Auf normaler Stufe sagt Lara nur noch, was getan werden muss. Wie ihr das macht, müsst ihr aber alleine herausfinden. Blaue Markierungen fallen weg, der Überlebensinstinkt zeigt euch aber nach wie vor, mit welchen Objekten ihr generell interagieren könnt.
Auf der höchsten Schwierigkeitsstufe bleibt Lara stumm und Hinweise fallen komplett aus. Der Überlebensinstinkt hebt außerdem keine Objekte mehr hervor. Wollt ihr bei Rätseln wirklich knobeln, ist diese Stufe wie für euch gemacht.

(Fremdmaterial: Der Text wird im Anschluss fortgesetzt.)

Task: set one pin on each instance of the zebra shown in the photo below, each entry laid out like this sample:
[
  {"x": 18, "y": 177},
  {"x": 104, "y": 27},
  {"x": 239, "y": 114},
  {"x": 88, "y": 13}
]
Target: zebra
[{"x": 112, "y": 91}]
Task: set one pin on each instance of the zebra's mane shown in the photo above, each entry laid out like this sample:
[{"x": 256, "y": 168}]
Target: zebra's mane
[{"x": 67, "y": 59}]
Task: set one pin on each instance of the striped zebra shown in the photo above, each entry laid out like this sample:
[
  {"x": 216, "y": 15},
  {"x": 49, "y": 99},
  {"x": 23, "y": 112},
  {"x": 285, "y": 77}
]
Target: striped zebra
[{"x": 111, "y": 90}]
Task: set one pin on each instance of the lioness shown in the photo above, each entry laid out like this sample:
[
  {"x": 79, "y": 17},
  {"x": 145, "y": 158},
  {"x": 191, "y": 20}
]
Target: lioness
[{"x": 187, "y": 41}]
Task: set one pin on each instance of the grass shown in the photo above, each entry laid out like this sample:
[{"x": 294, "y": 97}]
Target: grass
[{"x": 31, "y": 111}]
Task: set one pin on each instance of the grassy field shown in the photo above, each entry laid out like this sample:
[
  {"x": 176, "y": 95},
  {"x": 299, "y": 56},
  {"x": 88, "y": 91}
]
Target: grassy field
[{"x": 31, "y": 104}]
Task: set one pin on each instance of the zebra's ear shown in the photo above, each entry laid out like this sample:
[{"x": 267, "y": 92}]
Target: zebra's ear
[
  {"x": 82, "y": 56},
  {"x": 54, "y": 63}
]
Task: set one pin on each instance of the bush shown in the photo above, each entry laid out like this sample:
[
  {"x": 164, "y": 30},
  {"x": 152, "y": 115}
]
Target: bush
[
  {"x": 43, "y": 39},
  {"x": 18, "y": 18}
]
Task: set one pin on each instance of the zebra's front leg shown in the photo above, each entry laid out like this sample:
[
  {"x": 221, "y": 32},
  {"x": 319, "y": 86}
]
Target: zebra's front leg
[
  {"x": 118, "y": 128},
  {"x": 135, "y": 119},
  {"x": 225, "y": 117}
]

Tödliche Obsession: Hier tut sterben weh
Neben diesen Schwierigkeitsgraden gibt es noch eine Bonus-Stufe namens »Tödliche Obsession«, die alle drei Bereiche auf die höchste Stufe stellt und zusätzlich einen besonderen Kniff mitbringt: Gebt ihr auf diesem Schwierigkeitsgrad den Löffel ab, startet ihr nicht etwa am letzten Checkpoint, sondern am letzten Basislager wieder.
Das kann zwar ziemlich frustrieren, wenn ihr kurz vorm Ziel scheitert, auf der anderen Seite erlebt ihr das Abenteuer so aber auch viel intensiver, da es keine Checkpoints mehr gibt.